Josepha saw that Voss’s answer intrigued Paul, and she wondered what the prime minister would say.
“Why were you at Eridani?” Paul asked.
‘There was a group from the parent mobile,” Rhazes said, “that wished to start a settlement on the second planet. But they became disenchanted with the surface conditions even before the mobile could leave, so they asked for the tools and an asteroid to start their own habitat. But some people stayed on the planet, even when our mobile left.”
“Were you there,” Josepha asked, “when this mobile was started?”
“I was not yet born. That was more than a century ago. These thirty levels wrapped the core by the time I was born. The
visual records of construction are complete, if you would like to see them.”
“So there is a human colony at 82 Eridani?” Paul asked, sounding even more intrigued.
“Perhaps,” Rhazes said. “We have not been back to see if it has survived.”
“How many stayed?”
“Several thousand,” Rhazes said, then paused, as if listening to someone. “Sixty-eight hundred,” he added.
Josepha looked at the wispy clouds in the great central space and at the gentle curve of landscape that surrounded this sky. Heaven in a bottle, or an urn, she thought. Up was toward the very center of the mobile, and beneath this soil and rock on which she stood was another level’s sky, and another sky and ground beyond that—thirty worlds with more than a kilometer of open space between them, more surface area than her whole planet.
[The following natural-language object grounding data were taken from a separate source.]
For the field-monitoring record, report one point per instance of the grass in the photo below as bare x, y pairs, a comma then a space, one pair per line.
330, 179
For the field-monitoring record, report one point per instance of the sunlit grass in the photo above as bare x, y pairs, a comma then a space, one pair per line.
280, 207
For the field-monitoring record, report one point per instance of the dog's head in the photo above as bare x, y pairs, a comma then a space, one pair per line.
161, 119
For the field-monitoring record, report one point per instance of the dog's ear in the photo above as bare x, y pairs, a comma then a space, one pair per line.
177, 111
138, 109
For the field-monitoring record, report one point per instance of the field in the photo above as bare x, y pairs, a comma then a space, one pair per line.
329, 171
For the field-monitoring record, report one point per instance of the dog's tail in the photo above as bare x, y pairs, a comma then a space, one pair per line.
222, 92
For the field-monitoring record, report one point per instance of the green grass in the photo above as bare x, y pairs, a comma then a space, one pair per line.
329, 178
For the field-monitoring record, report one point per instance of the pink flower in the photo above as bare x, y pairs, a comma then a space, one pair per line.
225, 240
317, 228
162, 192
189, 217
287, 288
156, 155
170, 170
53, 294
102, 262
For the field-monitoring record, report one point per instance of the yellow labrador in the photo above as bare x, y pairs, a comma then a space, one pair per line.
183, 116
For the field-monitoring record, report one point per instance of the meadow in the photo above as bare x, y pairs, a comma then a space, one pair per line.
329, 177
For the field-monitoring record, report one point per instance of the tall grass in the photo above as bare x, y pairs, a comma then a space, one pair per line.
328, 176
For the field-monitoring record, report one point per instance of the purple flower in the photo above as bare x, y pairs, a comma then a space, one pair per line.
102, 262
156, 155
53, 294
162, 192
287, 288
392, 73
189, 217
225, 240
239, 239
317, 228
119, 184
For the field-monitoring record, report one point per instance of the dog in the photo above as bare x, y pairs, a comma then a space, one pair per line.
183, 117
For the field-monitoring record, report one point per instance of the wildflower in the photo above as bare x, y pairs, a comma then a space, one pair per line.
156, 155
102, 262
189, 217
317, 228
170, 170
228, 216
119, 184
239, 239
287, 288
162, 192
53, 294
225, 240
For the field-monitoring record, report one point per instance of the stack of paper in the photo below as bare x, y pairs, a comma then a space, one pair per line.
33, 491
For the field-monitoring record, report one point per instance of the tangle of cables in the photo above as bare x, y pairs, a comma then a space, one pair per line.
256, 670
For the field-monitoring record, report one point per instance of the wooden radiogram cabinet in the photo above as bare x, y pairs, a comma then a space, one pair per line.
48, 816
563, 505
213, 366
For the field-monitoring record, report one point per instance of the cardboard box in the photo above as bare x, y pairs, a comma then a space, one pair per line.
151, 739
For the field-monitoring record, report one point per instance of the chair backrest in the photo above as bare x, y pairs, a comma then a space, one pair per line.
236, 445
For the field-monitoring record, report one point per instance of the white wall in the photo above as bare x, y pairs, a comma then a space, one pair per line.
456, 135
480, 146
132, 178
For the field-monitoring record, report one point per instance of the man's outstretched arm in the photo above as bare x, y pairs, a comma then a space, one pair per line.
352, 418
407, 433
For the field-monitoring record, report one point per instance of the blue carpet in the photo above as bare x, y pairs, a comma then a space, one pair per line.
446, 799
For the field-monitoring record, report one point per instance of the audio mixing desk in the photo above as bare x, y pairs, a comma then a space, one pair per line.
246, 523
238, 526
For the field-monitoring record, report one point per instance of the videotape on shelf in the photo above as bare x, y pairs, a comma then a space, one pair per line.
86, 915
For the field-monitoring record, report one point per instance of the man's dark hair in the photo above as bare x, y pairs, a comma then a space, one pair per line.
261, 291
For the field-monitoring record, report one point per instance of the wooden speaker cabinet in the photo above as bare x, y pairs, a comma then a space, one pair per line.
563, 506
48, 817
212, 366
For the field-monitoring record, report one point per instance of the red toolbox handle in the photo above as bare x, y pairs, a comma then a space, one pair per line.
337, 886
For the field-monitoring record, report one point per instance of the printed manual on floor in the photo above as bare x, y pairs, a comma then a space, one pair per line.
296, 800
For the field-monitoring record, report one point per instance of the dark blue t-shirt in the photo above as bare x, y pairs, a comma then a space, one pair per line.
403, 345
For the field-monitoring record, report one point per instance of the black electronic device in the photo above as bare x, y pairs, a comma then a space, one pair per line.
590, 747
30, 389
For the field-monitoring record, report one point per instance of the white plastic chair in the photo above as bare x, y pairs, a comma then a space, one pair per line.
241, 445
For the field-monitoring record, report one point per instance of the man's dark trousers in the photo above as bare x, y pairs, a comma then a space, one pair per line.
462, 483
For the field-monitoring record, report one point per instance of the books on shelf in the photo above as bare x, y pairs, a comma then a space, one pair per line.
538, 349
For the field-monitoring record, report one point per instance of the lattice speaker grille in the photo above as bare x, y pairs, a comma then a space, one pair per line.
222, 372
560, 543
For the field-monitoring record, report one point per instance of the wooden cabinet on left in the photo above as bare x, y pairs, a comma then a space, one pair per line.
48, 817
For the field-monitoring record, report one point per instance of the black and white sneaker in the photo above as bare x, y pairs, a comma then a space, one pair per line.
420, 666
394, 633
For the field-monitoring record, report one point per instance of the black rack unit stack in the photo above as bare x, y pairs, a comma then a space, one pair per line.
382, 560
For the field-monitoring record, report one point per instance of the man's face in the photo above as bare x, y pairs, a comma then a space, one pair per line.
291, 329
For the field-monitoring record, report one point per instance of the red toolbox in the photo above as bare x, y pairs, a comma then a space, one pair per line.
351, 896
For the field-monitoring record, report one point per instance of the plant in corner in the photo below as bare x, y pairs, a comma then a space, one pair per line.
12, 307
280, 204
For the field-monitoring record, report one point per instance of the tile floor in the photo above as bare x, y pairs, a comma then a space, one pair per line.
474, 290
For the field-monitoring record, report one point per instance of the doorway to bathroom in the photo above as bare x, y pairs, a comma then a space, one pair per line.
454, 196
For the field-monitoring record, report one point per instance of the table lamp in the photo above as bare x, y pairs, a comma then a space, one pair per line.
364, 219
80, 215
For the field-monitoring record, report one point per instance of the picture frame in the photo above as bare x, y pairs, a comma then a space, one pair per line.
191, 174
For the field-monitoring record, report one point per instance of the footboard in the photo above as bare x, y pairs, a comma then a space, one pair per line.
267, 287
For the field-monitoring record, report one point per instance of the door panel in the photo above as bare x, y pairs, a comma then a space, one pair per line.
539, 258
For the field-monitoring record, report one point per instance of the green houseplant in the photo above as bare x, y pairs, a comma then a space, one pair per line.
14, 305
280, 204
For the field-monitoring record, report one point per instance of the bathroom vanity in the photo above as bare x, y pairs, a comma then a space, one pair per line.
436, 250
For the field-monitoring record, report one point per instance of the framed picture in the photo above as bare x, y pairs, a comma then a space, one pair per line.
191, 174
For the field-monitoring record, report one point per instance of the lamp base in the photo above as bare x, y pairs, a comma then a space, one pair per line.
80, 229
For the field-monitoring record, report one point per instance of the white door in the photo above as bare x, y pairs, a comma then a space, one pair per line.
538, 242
“Twelve kilometers to the sunplate,” Voss Rhazes said, “about two hundred square kilometers of land in the core alone.”
He went ahead, leading them toward another elevator kiosk. Josepha watched him as she and Paul followed, trying to imagine what this tall, wiry man was like inside; nothing in his manner or speech revealed anything—except that he spoke her language perfectly, as if he were being helped at every moment.
On the residential level above first engineering, Voss Rhazes showed her and Paul to a high structure that reached into a glowing bright blue sky. She squinted to see the top of it.
“Each building touches the next level,” Voss Rhazes said, “and elevators from this one emerge into the first floor of a similar structure.”
“How many people live on each level?” Paul asked as they went up in the elevator.
“About seven hundred fifty thousand,” Rhazes said, “on each of the inhabited twenty-eight levels.”